Code of Conduct


The Board of Directors of the Company realized on the importance of the operations and the ways of practices which complied with Good Corporate Governance and had the efficient management system, transparency and be investigating to strengthen the confidence of all shareholders, investors and other stakeholders for the company operations. Thus the Corporate Governance Policy and Business Ethics which complied with the 2006 and 2012 Corporate Governance Principles of the Stock Exchange of Thailand have been provide for practices of directors, management and employees of the Company to materialize Company's goals in achieving accountability and transparency in all operations as follows.

1. Rights of Shareholders

The Company emphasizes and recognizes the importance of the rights of all shareholders equitably. The rights that the Company provides for its shareholders as fundamental are as follows:

  • Rights to get share certificate, sell, purchase or transfer the Company's shares
  • Rights to propose agenda and enquiries for the Shareholders' Meeting
  • Participation in the Shareholders' Meeting (Before the Meeting Date, On the Meeting Date and After the Meeting Date)
  • Appointment/Dismission of Directors of the Company and Approve their Remuneration
  • Appointment of Auditors and approval of their remuneration
  • Regularly and timely obtained adequate information, business performance and management policy.
  • Getting profit.

2. Equitable Treatment of Shareholders

The Company realizes to protect and due care for the interests of all major and minor shareholders as fairly basis. In addition, the Company sets policy for equitably treatment to all shareholders for attending and vote in the shareholders' meetings, sharing in profits, obtained adequate information, business performance and management policy. In the shareholders' meeting, each shareholder shall have one vote on each share, the agenda of appointment of directors of which been appointed by individual. In every shareholders' meeting, the meetings were conducted to be in line with the agenda without any additional topic from what have been expressed in the invitation letter otherwise rights of the shareholders who could not participate in the meeting by themselves will be deprived.

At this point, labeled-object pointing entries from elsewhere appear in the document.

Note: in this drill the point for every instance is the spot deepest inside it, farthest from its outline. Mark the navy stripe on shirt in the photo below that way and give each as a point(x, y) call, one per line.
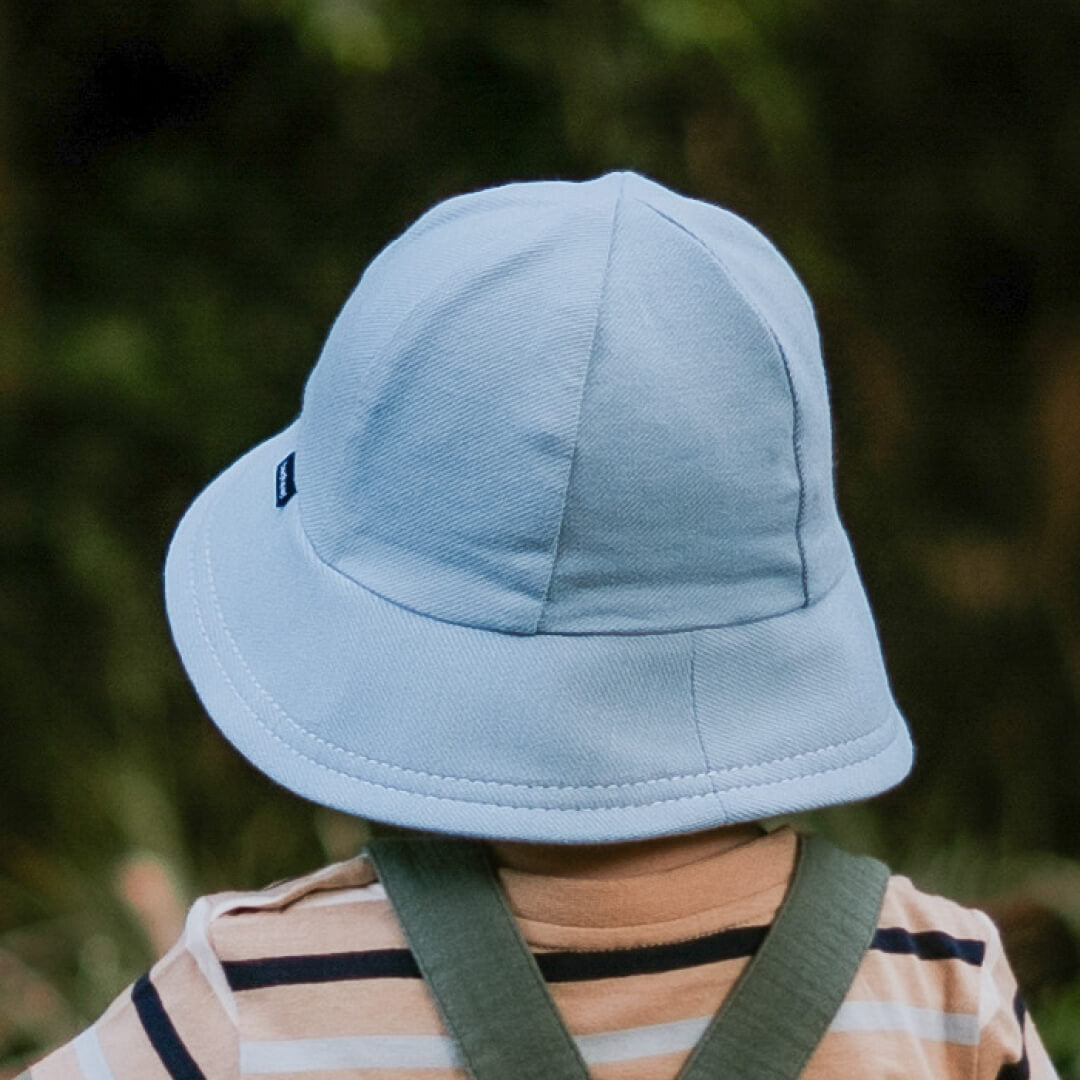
point(163, 1036)
point(571, 967)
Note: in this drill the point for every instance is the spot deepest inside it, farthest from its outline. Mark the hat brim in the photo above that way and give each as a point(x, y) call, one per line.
point(358, 703)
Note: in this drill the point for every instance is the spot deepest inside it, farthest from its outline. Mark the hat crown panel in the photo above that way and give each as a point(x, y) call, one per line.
point(439, 424)
point(547, 406)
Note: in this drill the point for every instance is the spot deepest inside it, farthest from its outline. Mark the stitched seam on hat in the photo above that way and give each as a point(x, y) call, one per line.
point(478, 802)
point(581, 403)
point(693, 706)
point(277, 709)
point(457, 800)
point(796, 426)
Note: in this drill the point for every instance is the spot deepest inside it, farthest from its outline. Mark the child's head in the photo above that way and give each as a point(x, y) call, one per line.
point(552, 551)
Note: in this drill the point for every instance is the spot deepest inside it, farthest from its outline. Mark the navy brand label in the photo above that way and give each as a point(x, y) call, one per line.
point(286, 480)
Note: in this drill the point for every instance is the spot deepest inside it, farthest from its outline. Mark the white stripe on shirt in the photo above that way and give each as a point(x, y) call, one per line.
point(88, 1050)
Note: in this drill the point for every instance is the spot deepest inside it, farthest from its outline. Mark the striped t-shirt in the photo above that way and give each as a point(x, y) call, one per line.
point(312, 980)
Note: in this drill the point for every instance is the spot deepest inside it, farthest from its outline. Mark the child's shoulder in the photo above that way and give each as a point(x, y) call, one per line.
point(339, 907)
point(934, 918)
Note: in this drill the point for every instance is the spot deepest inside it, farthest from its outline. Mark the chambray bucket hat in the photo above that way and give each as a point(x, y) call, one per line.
point(551, 552)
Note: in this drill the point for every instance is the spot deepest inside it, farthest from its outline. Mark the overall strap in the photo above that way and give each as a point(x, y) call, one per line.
point(482, 974)
point(497, 1007)
point(781, 1007)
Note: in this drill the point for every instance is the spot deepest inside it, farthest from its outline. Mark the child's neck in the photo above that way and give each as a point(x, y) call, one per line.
point(607, 861)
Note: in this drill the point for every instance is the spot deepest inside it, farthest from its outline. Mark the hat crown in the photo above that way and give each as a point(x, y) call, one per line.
point(564, 407)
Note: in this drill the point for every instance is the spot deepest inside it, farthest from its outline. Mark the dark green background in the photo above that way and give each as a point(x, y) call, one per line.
point(189, 190)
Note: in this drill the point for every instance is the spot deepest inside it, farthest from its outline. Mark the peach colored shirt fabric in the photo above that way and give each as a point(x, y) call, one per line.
point(311, 980)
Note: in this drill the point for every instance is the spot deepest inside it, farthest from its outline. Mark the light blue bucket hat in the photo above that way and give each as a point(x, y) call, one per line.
point(552, 551)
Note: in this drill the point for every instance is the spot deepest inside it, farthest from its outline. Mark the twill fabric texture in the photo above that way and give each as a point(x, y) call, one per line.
point(551, 552)
point(313, 980)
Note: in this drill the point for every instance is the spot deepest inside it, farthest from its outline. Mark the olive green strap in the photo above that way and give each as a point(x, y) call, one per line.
point(482, 974)
point(500, 1014)
point(790, 993)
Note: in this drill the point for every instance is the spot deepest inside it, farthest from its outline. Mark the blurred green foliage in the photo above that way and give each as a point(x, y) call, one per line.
point(189, 190)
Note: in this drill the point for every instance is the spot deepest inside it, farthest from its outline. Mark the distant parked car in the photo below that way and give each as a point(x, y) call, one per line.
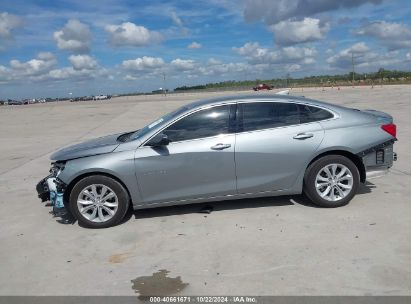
point(221, 149)
point(101, 97)
point(15, 102)
point(263, 86)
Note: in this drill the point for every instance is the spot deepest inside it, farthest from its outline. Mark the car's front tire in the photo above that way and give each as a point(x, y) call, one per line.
point(98, 201)
point(331, 181)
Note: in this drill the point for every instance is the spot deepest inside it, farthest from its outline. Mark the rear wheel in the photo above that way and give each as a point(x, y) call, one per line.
point(98, 201)
point(331, 181)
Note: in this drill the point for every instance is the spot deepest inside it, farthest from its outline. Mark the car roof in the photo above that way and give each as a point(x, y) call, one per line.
point(264, 97)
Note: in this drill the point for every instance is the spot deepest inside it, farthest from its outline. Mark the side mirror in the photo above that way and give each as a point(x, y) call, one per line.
point(159, 140)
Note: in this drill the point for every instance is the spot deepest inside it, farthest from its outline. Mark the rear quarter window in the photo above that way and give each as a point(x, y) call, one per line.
point(311, 114)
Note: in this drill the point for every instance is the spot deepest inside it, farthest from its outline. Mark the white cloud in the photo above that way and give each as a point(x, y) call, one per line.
point(272, 12)
point(183, 64)
point(213, 61)
point(74, 36)
point(259, 55)
point(83, 62)
point(364, 58)
point(143, 64)
point(292, 32)
point(34, 67)
point(194, 45)
point(393, 35)
point(43, 69)
point(176, 19)
point(9, 22)
point(130, 34)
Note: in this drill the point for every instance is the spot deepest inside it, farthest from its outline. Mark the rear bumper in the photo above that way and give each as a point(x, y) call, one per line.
point(378, 160)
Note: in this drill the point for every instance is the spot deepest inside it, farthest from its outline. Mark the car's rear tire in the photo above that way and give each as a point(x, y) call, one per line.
point(98, 201)
point(331, 181)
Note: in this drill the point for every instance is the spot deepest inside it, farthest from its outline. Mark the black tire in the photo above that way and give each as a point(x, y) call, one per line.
point(310, 180)
point(115, 186)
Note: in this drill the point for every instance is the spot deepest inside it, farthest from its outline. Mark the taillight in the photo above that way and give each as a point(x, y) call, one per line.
point(390, 129)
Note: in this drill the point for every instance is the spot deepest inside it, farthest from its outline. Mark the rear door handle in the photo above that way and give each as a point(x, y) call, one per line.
point(220, 146)
point(303, 135)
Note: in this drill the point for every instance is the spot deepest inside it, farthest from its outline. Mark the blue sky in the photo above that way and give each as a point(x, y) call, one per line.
point(53, 48)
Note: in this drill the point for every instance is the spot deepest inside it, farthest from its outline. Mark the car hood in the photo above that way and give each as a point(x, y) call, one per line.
point(96, 146)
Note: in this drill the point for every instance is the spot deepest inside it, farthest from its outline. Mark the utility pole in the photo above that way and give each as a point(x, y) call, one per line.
point(164, 84)
point(352, 62)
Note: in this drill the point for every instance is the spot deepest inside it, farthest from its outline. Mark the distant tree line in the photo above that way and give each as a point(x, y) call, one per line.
point(381, 76)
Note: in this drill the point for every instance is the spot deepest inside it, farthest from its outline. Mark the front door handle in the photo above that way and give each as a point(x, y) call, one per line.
point(220, 146)
point(303, 135)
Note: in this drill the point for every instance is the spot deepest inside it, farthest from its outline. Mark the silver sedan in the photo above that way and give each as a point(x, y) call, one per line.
point(221, 149)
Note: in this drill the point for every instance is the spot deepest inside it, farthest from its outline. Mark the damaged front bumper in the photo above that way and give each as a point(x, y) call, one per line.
point(51, 188)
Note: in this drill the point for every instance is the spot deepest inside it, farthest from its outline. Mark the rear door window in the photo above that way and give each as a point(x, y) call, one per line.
point(265, 115)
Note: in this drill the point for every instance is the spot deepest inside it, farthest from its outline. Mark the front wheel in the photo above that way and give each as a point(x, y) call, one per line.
point(98, 201)
point(331, 181)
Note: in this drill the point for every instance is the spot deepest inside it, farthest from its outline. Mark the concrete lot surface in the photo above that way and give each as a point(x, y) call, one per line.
point(272, 246)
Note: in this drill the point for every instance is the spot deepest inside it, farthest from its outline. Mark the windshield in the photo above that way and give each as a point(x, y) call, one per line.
point(164, 119)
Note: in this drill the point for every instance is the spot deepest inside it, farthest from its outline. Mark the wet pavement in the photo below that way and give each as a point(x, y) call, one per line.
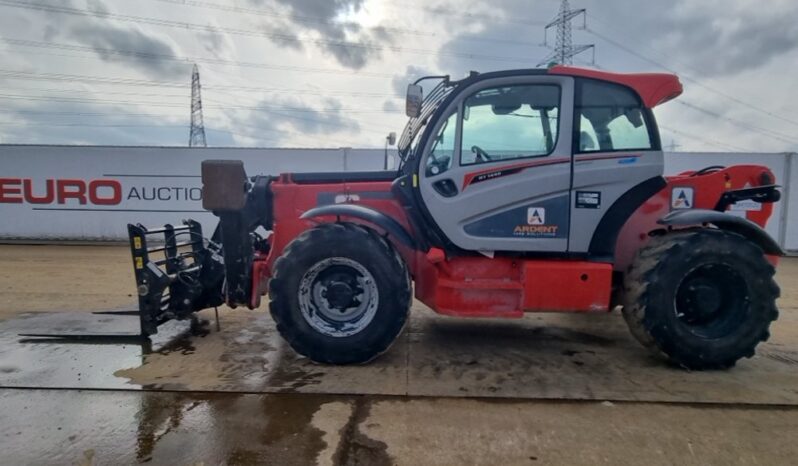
point(547, 389)
point(559, 357)
point(167, 428)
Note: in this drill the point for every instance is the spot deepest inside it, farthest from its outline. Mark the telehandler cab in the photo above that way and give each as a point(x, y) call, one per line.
point(518, 191)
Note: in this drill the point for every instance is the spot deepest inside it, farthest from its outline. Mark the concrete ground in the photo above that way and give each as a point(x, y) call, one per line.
point(549, 389)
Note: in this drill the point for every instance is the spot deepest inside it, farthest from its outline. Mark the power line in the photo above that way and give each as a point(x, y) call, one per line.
point(185, 60)
point(243, 32)
point(326, 21)
point(15, 74)
point(747, 126)
point(690, 79)
point(564, 48)
point(90, 100)
point(711, 142)
point(196, 137)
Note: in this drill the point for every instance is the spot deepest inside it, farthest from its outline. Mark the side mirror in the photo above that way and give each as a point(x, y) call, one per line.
point(415, 95)
point(224, 185)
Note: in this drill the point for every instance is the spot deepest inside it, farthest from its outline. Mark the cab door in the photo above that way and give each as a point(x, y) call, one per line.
point(496, 175)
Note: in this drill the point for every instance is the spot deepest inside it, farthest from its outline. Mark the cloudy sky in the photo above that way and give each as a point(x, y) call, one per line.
point(330, 73)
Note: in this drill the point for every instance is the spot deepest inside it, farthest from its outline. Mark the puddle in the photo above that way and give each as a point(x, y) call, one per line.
point(66, 427)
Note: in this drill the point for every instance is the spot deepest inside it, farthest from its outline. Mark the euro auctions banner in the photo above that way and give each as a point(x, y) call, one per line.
point(92, 193)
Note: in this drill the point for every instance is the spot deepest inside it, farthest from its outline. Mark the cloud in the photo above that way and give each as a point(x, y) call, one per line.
point(105, 37)
point(350, 44)
point(292, 114)
point(82, 123)
point(390, 106)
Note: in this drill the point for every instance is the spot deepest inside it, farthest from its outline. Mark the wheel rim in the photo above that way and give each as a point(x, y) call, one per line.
point(712, 300)
point(338, 297)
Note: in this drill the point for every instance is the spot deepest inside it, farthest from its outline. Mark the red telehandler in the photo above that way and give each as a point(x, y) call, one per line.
point(518, 191)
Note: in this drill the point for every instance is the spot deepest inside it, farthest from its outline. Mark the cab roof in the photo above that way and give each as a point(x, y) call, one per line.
point(653, 88)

The Company will inspect to ensure no inside information of which is material, undisclosed and confidential leak to public or be used from unauthorized for personal benefit. IT system has been implemented for a secure access for all users inside and outside the firewall in conjunction with the Company's own user authentication and security system. It was also set forth in the Company's Corporate Governance Policy to refuse directors, management and employees of the Company to use Company's inside information for personal benefits. The Directors and management of the Company had been informed on their duties and punishment regarding to report on securities holdings of themselves, their spouse and any minor children and the Company has set as a policy to report on securities holdings of directors in every meeting of the Board of Directors.

In case of conflict of interest, it is the Company's Policy to have the directors, management, employees and related parties to disclose such interests to the Audit Committee for consideration of the transaction to be complied to SET's regulations.

3. Roles to Stakeholders

The support from each stakeholder should increase the competitiveness and ability to generate more benefit for long-term succession. The Company realized the importance of all stakeholders i.e. shareholders, employees of the Company and its subsidiaries, customers, competitors, lenders, societies and environment. Thus, general rules and practices have been set for directors, management and employees to perform and disclosed as well as providing more channels for the stakeholders to contact directly to the Company in order to provide either comments or recommendations which will be benefit to the Company.

4. Disclosure and Transparency

The Company has strong determination to reveal accurate complete, consistent and updated information, both financial and general information that related to Company's business. The Complete, consistent and updated information will truly reflect Company's financial performance and future business direction. The Board of Directors has to ensure that the Company's disclosures are transparency and strictly complied by laws, Company's and any related regulations.

5. Roles and Responsibilities of the Board of Directors

The Board of Directors has at least 5 members, and there are 15 members at the present. The Board consists of Chairman, and other members of which more than one-half will be Non - Executive Directors. The Board composed of independent directors with at lease one-third of total numbers and shall at least 3 members. No less than one half of the total number of directors shall have residence within the Kingdom.

For best benefit of the shareholders and to strike a balance of power within the Company, the positions of Chairman of the Board of Directors and President must not be attained by the same person. Roles and responsibility of the management have been clearly classified.

The Board of Directors must take part in setting out the Company goals and carry out all the policies with an objective to optimize benefits to all shareholders and stakeholders without an obligation to personal benefits or any particular party. They must avoid all actions that may cause conflicts of interest between companies within the same umbrella. They have to operate the business with morality, responsibility, due care and integrity, as well as supervise the management to comply with Company's Objectives, Articles of Association, resolutions of the Board of Directors and shareholders' meeting along with rules and regulations stated by The Stock Exchange of Thailand and Office of the Securities and Exchange Commission (SEC).


Accepted business ethics and the Company's Code of Conduct may not cover every possible situation. Therefore, if problems arise, management and employees should consult with their authorized supervisor to ensure that appropriate action is taken.